Eating too much of what tastes good is bad
www.chinaview.cn 2006-11-21 17:46:49

    BEIJING, Nov. 21 (Xinhuanet) -- Our tongue helps us taste food, so does our nose, exposure to different foods and even psychological cues help us decide how food tastes, but according to recent studies, it all comes down to our brains.

    "Why do we learn to like foods? When they're paired with something our brains are programmed to see as good," says Dr. Linda Bartoshuk of the University of Florida, a specialist in the genetics of human taste.

    Unfortunately, our brains are programmed to encourage us to enjoy tastes that are not good for our health: food that is fat (salt) and food that is sweet. The urge to consume fat is probably evolutionary and linked to survival. But what is necessary for survival isn't all the brain wants.

    University of Michigan researchers have found that eating something tasty can spark brain cells that sense actual pleasure to start firing rapidly. More thought provoking is how intensely people sense different flavors seems to affect how healthy they are.

    According to a recent University of Connecticut study people they label as  "supertasters," are those who don't like vegetables because they find them more bitter than the average person. Supertasters may be more at risk of developing colon cancer as a result.

    "People pile a lot of guilt on themselves," says Connecticut's Dr. Valerie Duffy, who is leading research into the links between inborn "preference palates" and health.

    "We know oral sensation varies," she adds. "Instead of making one dietary recommendation for all, can we individualize it for what people like to eat?"

    One in four people is what scientists call a supertaster, born with extra taste buds.

    They think some vegetables are very bitter, and hate the texture. They get more burn from chili peppers, and perceive more sweetness than other people. And they don't care for fat. They tend to be skinny because they're such picky eaters.

    Scientists came up with the name because these people show an extreme reaction when given a certain bitter chemical widely used in taste research -- a chemical that certain other people, dubbed nontasters, can't even detect.

    Those nontasters make up another quarter of the population. They like veggies, but unfortunately prefer heart-clogging fat, along with sweets and alcohol.

    Everybody else falls somewhere in-between.

    Fortunately, you can train your taste buds. The variety of foods you ate as a child, and the emotional connections to certain foods, are more important than biology in determining food preferences, Bartoshuk says.

    Pair a bite of sweet potatoes with the broccoli, and veggie-haters might find the greenery tastes OK after all, Duffy suggests.
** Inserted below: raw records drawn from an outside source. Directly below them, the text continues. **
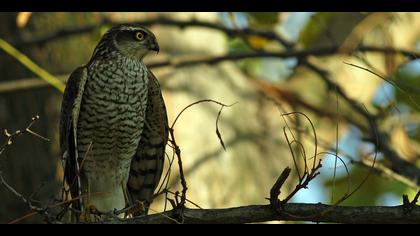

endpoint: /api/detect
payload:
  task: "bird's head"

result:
[95,24,159,60]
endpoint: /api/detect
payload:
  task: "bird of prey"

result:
[60,24,168,221]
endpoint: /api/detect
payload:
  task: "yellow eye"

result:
[136,31,144,41]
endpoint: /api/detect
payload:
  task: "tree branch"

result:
[100,203,420,224]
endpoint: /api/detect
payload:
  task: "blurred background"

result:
[0,12,420,223]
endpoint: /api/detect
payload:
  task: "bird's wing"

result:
[127,68,168,212]
[60,67,87,210]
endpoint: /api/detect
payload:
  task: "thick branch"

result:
[97,203,420,224]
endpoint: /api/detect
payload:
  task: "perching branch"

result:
[97,203,420,224]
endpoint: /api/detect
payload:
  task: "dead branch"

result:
[100,203,420,224]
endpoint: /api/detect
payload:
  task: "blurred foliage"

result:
[0,38,65,93]
[0,12,420,223]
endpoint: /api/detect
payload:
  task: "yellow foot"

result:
[79,205,101,223]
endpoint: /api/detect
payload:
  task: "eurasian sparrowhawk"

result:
[60,24,168,221]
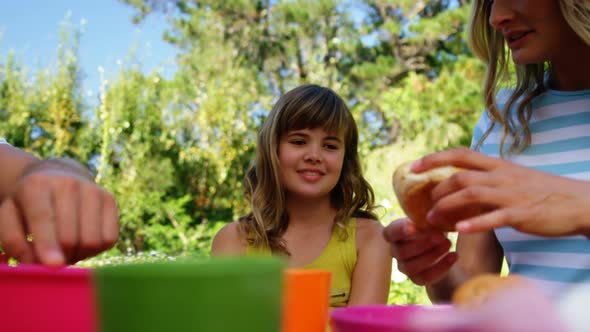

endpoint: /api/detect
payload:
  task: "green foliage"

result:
[387,279,431,304]
[0,0,484,303]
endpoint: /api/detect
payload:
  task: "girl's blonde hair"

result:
[240,84,377,254]
[469,0,590,156]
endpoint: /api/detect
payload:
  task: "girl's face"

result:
[279,128,345,199]
[488,0,581,65]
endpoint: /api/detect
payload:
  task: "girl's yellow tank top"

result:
[246,218,357,308]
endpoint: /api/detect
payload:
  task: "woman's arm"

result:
[211,221,247,256]
[348,218,392,305]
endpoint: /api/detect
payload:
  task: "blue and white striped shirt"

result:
[472,90,590,298]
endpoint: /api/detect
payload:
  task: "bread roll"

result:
[393,162,461,232]
[452,274,528,308]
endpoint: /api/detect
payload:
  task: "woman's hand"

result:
[0,161,119,265]
[412,149,590,237]
[383,218,457,285]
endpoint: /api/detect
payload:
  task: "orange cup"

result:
[282,269,331,332]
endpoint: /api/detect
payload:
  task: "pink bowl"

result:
[0,264,97,332]
[330,305,468,332]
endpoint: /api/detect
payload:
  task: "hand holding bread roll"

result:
[393,162,461,232]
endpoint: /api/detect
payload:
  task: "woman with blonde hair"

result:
[384,0,590,301]
[212,84,392,307]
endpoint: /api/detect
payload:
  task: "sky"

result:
[0,0,177,103]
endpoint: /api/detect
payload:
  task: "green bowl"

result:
[95,257,284,332]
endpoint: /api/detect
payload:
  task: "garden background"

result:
[0,0,484,303]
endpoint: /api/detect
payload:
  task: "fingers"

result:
[0,198,35,263]
[397,241,458,285]
[456,207,528,236]
[412,148,505,172]
[383,219,456,285]
[430,171,500,202]
[391,232,450,260]
[16,176,65,265]
[426,186,519,230]
[0,172,119,265]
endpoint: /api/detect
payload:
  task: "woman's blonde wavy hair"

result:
[469,0,590,156]
[240,84,377,255]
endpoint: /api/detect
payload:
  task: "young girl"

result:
[212,85,391,307]
[385,0,590,301]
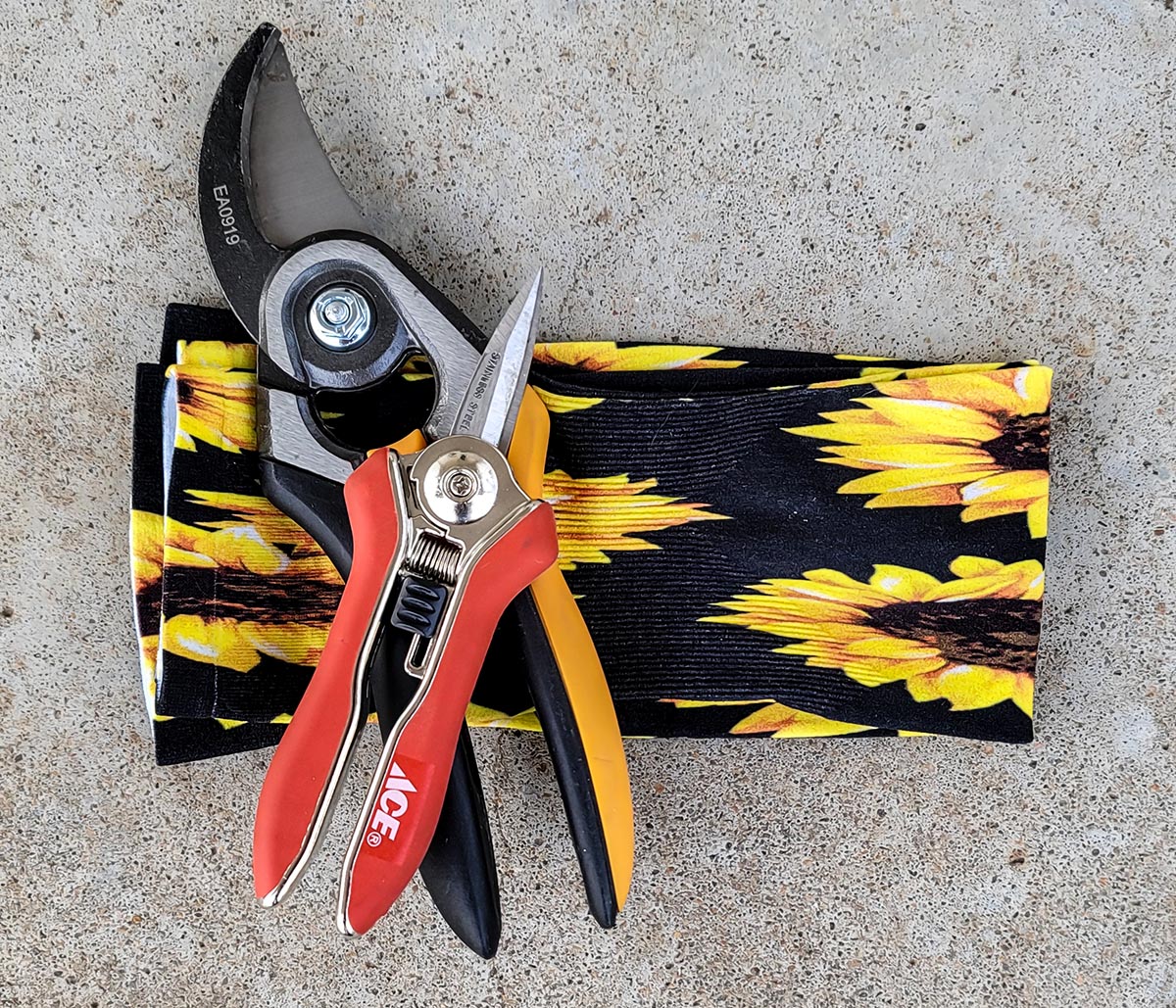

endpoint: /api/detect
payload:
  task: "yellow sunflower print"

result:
[543,469,727,571]
[662,700,874,739]
[786,364,1052,538]
[702,556,1045,715]
[535,340,747,371]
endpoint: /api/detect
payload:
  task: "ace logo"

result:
[367,761,416,847]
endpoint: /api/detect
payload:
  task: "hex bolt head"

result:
[307,284,371,350]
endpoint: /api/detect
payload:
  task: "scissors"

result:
[199,24,633,956]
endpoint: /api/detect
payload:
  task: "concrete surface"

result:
[0,0,1176,1008]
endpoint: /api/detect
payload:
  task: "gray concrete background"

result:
[0,0,1176,1008]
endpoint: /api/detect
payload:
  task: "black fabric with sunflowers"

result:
[131,306,1051,762]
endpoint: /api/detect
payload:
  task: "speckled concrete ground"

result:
[0,0,1176,1008]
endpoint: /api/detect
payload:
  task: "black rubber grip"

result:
[513,589,617,927]
[261,459,502,959]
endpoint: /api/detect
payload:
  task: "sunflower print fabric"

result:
[131,306,1051,762]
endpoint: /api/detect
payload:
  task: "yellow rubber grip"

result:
[508,385,633,910]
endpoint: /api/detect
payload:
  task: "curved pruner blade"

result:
[200,24,367,338]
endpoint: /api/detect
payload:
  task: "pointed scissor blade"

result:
[250,31,367,248]
[453,270,543,452]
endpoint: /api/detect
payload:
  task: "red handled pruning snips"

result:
[200,25,633,955]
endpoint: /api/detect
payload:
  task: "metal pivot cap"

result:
[307,284,371,350]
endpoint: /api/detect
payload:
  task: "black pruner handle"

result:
[513,590,633,928]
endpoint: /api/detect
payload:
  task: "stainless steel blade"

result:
[250,40,368,248]
[453,270,543,453]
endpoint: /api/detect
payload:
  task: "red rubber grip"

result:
[346,503,559,934]
[253,448,402,898]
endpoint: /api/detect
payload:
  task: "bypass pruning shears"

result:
[200,24,633,955]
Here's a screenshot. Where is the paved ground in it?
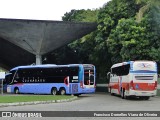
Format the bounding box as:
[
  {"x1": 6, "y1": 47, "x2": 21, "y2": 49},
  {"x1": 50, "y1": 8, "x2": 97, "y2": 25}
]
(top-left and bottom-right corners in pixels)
[{"x1": 0, "y1": 93, "x2": 160, "y2": 120}]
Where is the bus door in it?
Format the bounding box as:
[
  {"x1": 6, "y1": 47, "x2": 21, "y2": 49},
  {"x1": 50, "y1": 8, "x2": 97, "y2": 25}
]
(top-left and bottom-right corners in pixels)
[
  {"x1": 130, "y1": 62, "x2": 157, "y2": 91},
  {"x1": 130, "y1": 74, "x2": 157, "y2": 91},
  {"x1": 84, "y1": 69, "x2": 95, "y2": 88}
]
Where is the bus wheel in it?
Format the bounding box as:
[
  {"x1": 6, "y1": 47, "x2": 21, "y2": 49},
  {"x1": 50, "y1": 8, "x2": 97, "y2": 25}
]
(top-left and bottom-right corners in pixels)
[
  {"x1": 14, "y1": 87, "x2": 19, "y2": 94},
  {"x1": 59, "y1": 88, "x2": 66, "y2": 95},
  {"x1": 51, "y1": 87, "x2": 57, "y2": 95}
]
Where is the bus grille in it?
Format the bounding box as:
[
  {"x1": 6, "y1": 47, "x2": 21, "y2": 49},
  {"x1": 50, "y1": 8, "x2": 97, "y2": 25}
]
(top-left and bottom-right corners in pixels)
[{"x1": 135, "y1": 76, "x2": 153, "y2": 80}]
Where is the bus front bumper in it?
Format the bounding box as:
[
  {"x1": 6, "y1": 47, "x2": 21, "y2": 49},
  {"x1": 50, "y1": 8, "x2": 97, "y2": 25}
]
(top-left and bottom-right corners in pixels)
[{"x1": 126, "y1": 89, "x2": 157, "y2": 97}]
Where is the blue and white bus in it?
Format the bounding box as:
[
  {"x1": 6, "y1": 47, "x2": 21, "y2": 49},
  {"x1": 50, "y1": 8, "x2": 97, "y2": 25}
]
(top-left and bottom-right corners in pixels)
[{"x1": 6, "y1": 64, "x2": 95, "y2": 95}]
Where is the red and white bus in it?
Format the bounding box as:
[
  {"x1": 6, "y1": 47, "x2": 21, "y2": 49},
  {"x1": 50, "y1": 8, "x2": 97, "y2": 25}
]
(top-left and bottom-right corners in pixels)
[{"x1": 107, "y1": 61, "x2": 158, "y2": 100}]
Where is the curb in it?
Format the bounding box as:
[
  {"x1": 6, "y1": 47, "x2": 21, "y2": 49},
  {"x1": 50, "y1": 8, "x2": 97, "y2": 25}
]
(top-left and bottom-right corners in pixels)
[{"x1": 0, "y1": 96, "x2": 78, "y2": 107}]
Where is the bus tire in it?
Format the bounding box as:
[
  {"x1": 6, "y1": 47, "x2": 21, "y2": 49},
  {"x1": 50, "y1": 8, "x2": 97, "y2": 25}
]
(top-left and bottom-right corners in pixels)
[
  {"x1": 59, "y1": 88, "x2": 66, "y2": 95},
  {"x1": 51, "y1": 87, "x2": 57, "y2": 95},
  {"x1": 14, "y1": 87, "x2": 19, "y2": 94}
]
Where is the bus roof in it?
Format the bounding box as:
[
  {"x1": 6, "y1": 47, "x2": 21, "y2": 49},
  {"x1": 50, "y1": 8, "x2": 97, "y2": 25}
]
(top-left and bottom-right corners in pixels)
[{"x1": 10, "y1": 64, "x2": 95, "y2": 71}]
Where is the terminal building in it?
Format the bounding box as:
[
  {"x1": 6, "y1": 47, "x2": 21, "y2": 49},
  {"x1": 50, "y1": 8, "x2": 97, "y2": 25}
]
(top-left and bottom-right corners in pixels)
[{"x1": 0, "y1": 18, "x2": 97, "y2": 70}]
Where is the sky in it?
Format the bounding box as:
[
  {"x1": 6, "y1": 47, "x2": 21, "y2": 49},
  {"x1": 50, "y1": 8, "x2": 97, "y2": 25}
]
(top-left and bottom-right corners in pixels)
[{"x1": 0, "y1": 0, "x2": 110, "y2": 21}]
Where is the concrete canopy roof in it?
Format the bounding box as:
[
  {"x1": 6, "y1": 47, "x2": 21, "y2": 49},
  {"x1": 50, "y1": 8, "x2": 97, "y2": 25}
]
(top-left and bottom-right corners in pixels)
[{"x1": 0, "y1": 19, "x2": 97, "y2": 67}]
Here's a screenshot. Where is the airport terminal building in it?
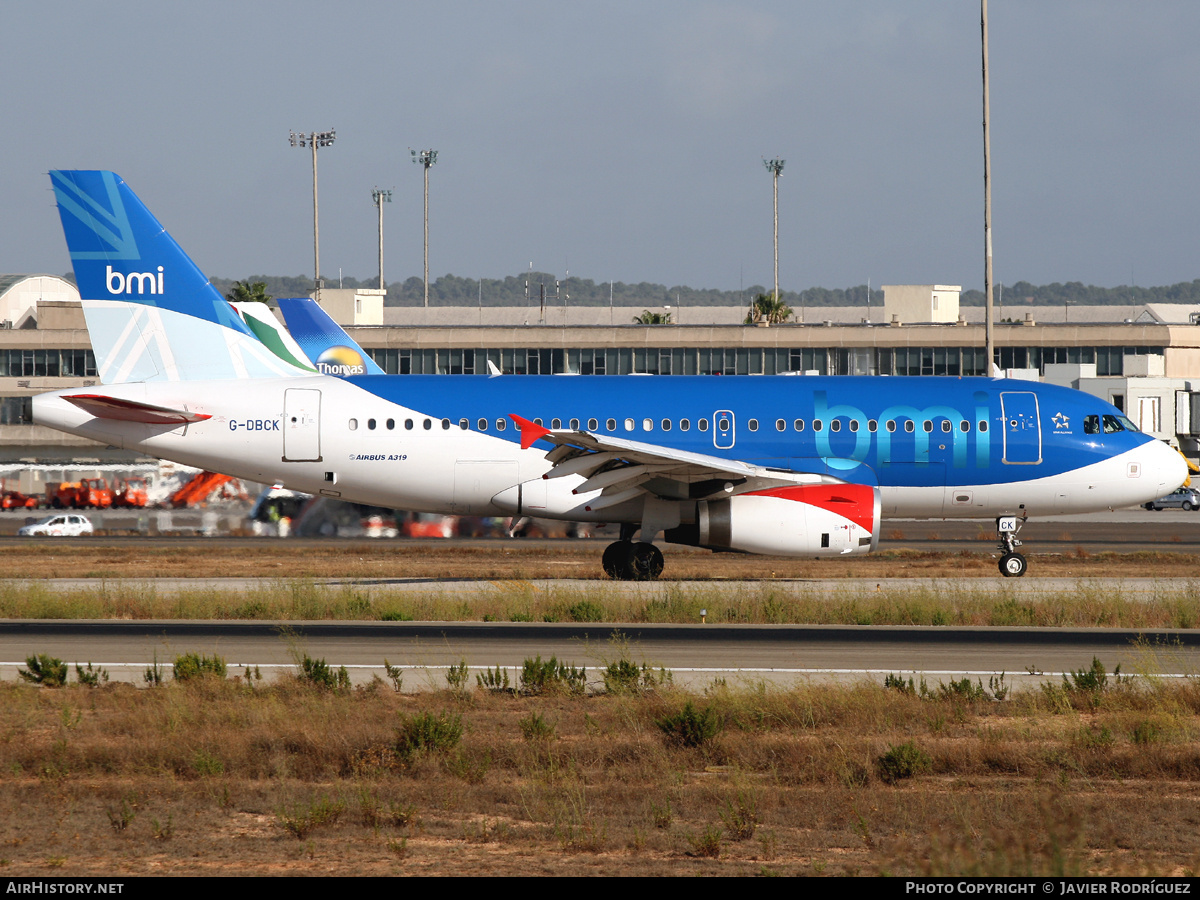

Or try caramelizing the leeks.

    Taste buds also dull with age -- so the Brussels sprouts you couldn't stand at 20, you may enjoy at 50.

    But taste starts before a food actually touches the tongue. Even more important than sniffing its aroma is chewing, which releases vapors up the back of the nose. You think you're tasting a flavor that really you're unconsciously smelling. It's called retronasal olfaction, and it sends flavor information along a different, more sensitive brain pathway than traditional sniffing does.

    The brain, meanwhile, is busy trying to regulate competing signals from stomach hormones that say "I'm full" with the yum factor.

    Michigan researchers recently implanted electrodes into the brains of rats to track a pleasure-sensing region called the ventral pallidum. That region's cells fired in a frenzy when the rats ate a flavor, sweet or salt, that they craved, but slowly stopped as the rats got tired of eating the same old thing.